Man, of course, figures nowhere on the survival ladder. With the course the world’s great leaders are adopting, it is a moot point whether this blessed Planet, as we know it, will survive their machinations for any extended period of time. Man appears to be bent upon destroying himself and his own. It is such a pity that after such a long period of recorded history, man still appears to be groping in the dark. Rather than learn from past mistakes, man appears to be overly bent upon repeating them. Man’s inhumanity to man is the stuff of legends. Scientific knowledge that is touted to be the bedrock of human civilization is utilized more in devising newer and deadlier engines of destruction rather than ameliorating the lot of mankind.
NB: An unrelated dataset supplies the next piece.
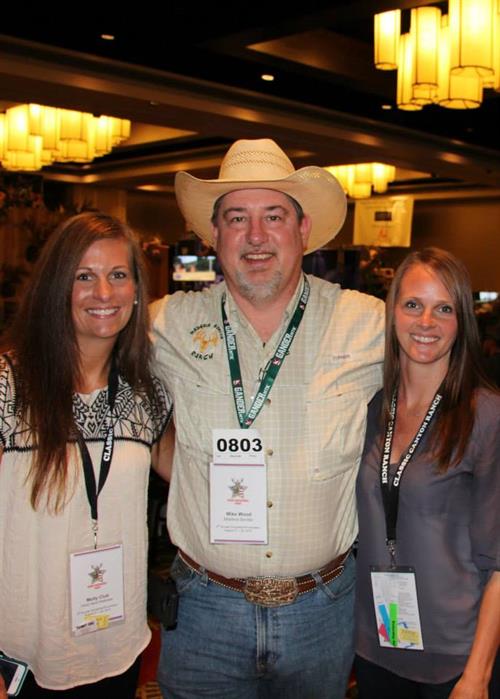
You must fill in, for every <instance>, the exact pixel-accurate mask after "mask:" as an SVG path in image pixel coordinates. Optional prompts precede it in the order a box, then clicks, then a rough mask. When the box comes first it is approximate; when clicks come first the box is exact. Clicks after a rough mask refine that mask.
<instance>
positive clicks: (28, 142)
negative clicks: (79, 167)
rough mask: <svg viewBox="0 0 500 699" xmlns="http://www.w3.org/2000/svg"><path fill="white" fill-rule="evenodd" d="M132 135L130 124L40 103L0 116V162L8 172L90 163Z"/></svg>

The matter of survival appears to be the last thing on man’s mind. Gravitating now to the subject of our dissertation, ants appear to be in the optimum position to outdo – and outlive – all other species in numbers as well as diversification. Some years ago, Reuters had disseminated a most interesting report on the subject. It was quite a revelation. The report related to what was termed, tongue in cheek, as ‘ant-thology’. This ant-thology, the report informed the uninitiated, constituted the first complete database of the world’s eleven thousand known ant sub-species. The study in question brings to light additional facts of some interest. Among them are: a) Ants are the most common life form on earth; b) Though tiny, their combined weight is greater than that of the combined weight of all humans on the planet.
Apart from the aforementioned, ants as a species exhibit several characteristics that set them apart as way ahead of most other species. Among these characteristics is the extraordinary division of responsibility, a seriousness of purpose and a strict disciplinary order of the highest order. What is more, the ants have a much more developed sense of tactics and strategy in their dealings amongst themselves and with other species than humankind ever did. It is these and allied qualities that set them apart and have enabled them to survive so long against fearful odds. Human beings have been waging a losing war against the ants for as long as one can remember. It requires no great intelligence to surmise as to which species is destined to outlive the other. The aforementioned notwithstanding, one can hardly help noticing with regret that such studies of species such as ants are not leading to the desired conclusions. The anticipated impact on science and environment aside, are there any lessons that humankind is drawing from such insect behaviour? Are we, for instance, assimilating some of their good qualities particularly those that have ensured their survival over the centuries; their tendency to form cohesive, self-generating colonies, for one? Or, for that matter, their lovable habit of minding their own business, without treading on others’ toes, for another. What one needs to conclude from observing the lowly ant is that it hardly pays to throw one’s weight around. If anything, one should learn humility, tolerance and tenacity from this remarkable species of insects. But then, as mankind’s history is witness, it is futile to expect humans to be so humble as to stoop down to the level of lowly insects even if it was for their own good.
The moral — if one were inclined to draw one – is that it would be in the interest of humankind to learn from such species as have not only mastered the art of survival but have actually prospered, at a time when others –ostensibly bigger and more powerful – have fallen by the wayside, unheralded and unsung. Survival – as a deep study of the experience of ants would make clear – depends less on strength and subterfuge and more on self-help and mutual tolerance. Should we not, then, learn from the ants before it is too late? Some hope!
— The writer is a former ambassador and former assistant secretary general of OIC.